Un complément précieux dans le diagnostic différentiel de l’anémie
Selon la définition de l’OMS, la concentration en hémoglobine est le seul paramètre permettant de diagnostiquer l’anémie. Cependant, pour pouvoir traiter l’anémie efficacement et de manière ciblée, de nombreuses questions de diagnostic différentiel se posent.
Afin de définir la cause de l’anémie, toute une série de tests est nécessaire. L’hepcidine-25, un régulateur essentiel de l’homéostasie du fer, est un paramètre précieux notamment pour distinguer l’anémie ferriprive (iron deficiency anemia, IDA) de l’anémie des maladies chroniques (anemia of chronic disease, ACD).
L’effet de l’hepcidine-25
L’hepcidine-25 est une hormone peptidique produite dans le foie qui joue un rôle clé dans la régulation du métabolisme du fer.

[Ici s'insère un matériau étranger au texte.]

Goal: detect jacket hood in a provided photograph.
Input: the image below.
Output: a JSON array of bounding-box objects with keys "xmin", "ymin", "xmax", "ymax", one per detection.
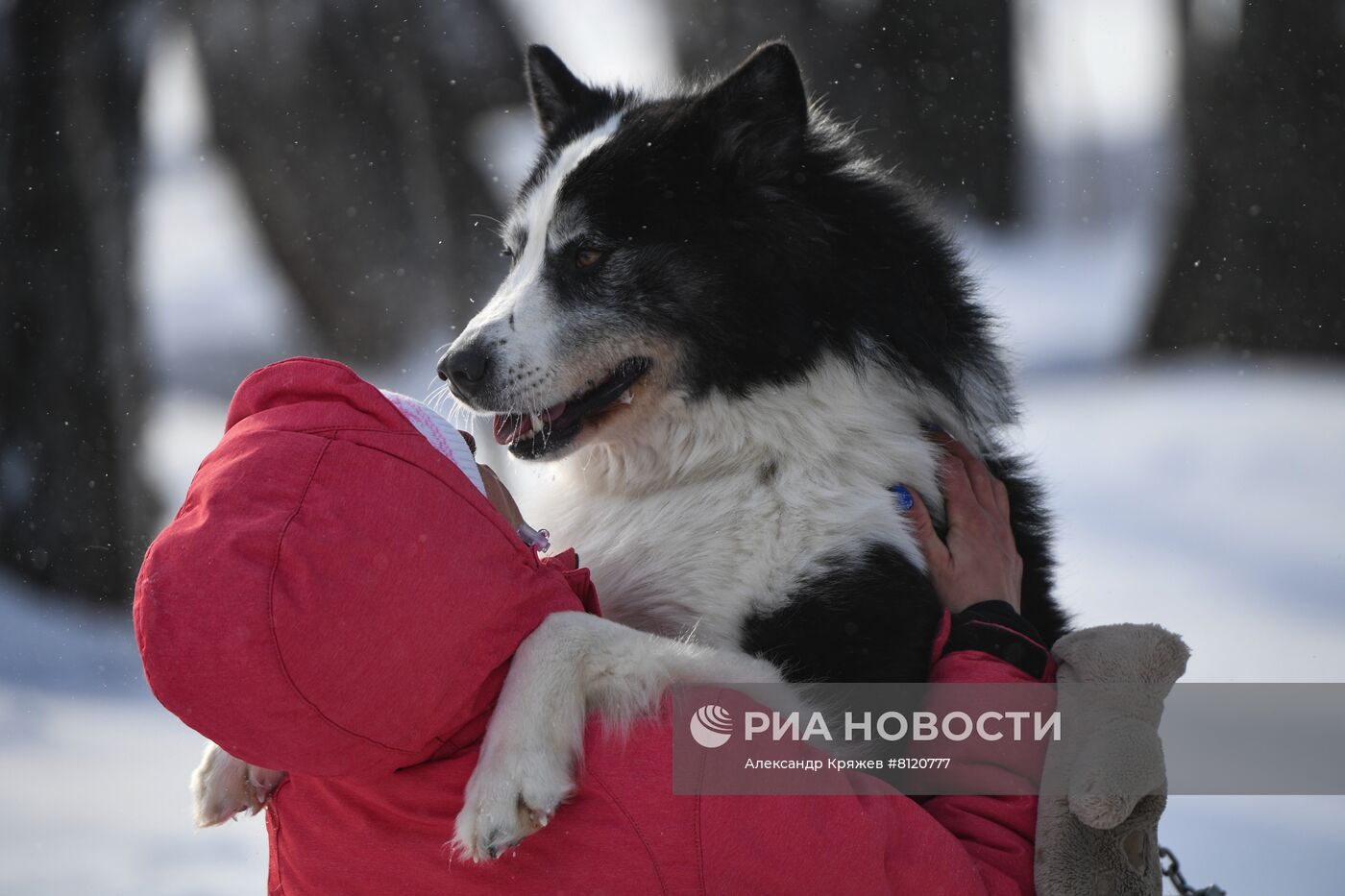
[{"xmin": 134, "ymin": 358, "xmax": 588, "ymax": 775}]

Si le taux d’hepcidine-25 augmente, la libération du fer dans le plasma est progressivement bloquée à trois niveaux: 1) diminution de l’absorption du fer au niveau du duodénum, 2) réduction de la libération de fer par le système réticulo-endothélial, 3) réduction de la mobilisation du fer stocké par les cellules, en particulier par les hépatocytes.
Ces effets sont dus à l’interaction entre l’hepcidine et la ferroportine: la ferroportine est une protéine de transport membranaire présente dans les macrophages, l’intestin, le foie, la rate, les reins, le coeur et le placenta qui est responsable du transport intracellulaire du fer dans le sang. Si l’hepcidine-25 se lie à la ferroportine, celle-ci est transportée à l’intérieur de la cellule puis dégradée, ce qui empêche la cellule de libérer le fer qu’elle contient.
Outre son rôle dans l’homéostasie du fer, l’hepcidine-25 a une action antibactérienne, d’où le nom de ce peptide (de l’anglais: hepatic bactericidal protein). En cas d’inflammation ou d’infection, le taux de la protéine de phase aiguë qu’est l’hepcidine-25 augmente en raison du gène HAMP de l’hepcidine régulé à la hausse. La séquestration du fer dans les macrophages qui en résulte semble renforcer les défenses immunitaires contre les agents pathogènes, certains microorganismes étant dépendants du fer.
Régulation
La production d’hepcidine est régulée par le taux de fer, l’érythropoïèse ainsi que les inflammations et autres infections: des concentrations de fer élevées dans le plasma et le foie entraînent une augmentation de la production d’hepcidine. Lorsque l’activité érythropoïétique augmente, le taux d’hepcidine baisse afin d’assurer l’approvisionnement en fer pour l’érythropoïèse. En cas d’inflammation ou d’infection, la protéine de phase aiguë qu’est l’hepcidine augmente et limite la disponibilité du fer extracellulaire pour les agents pathogènes.
L’hepcidine dans le diagnostic de l’anémie
Bien que l’hepcidine ait été découverte dès 2001 et qu’elle joue un rôle clé dans l’homéostasie du fer, son dosage n’est rarement proposé. Le dosage de l’hepcidine par des méthodes immunologiques classiques (p. ex. ELISA) n’est pas adapté pour de nombreuses isoformes ayant des effets biologiques multiples et des propriétés antigéniques différentes. Les tentatives de produire des tests immunologiques peu coûteux ont largement échoué, car cette méthode ne permettait pas jusqu’ici de doser l’hepcidine-25 de manière isolée. D’autres isoformes, comme l’hepcidine-20, ne semblent pas influencer le métabolisme du fer de manière significative. La méthode basée sur la spectrométrie de masse (LC-MS) peut toutefois déterminer l’hepcidine-25 de manière fiable. L’équipement et le savoir-faire nécessaires n’étant disponibles que dans quelques rares laboratoires, l’hepcidine-25 ne s’est pas encore imposée comme paramètre standard dans le diagnostic de l’anémie. Le dosage de l’hepcidine que nous avons mis en place et qui est effectué quotidiennement sur notre site de Goldach est basé sur cette méthode.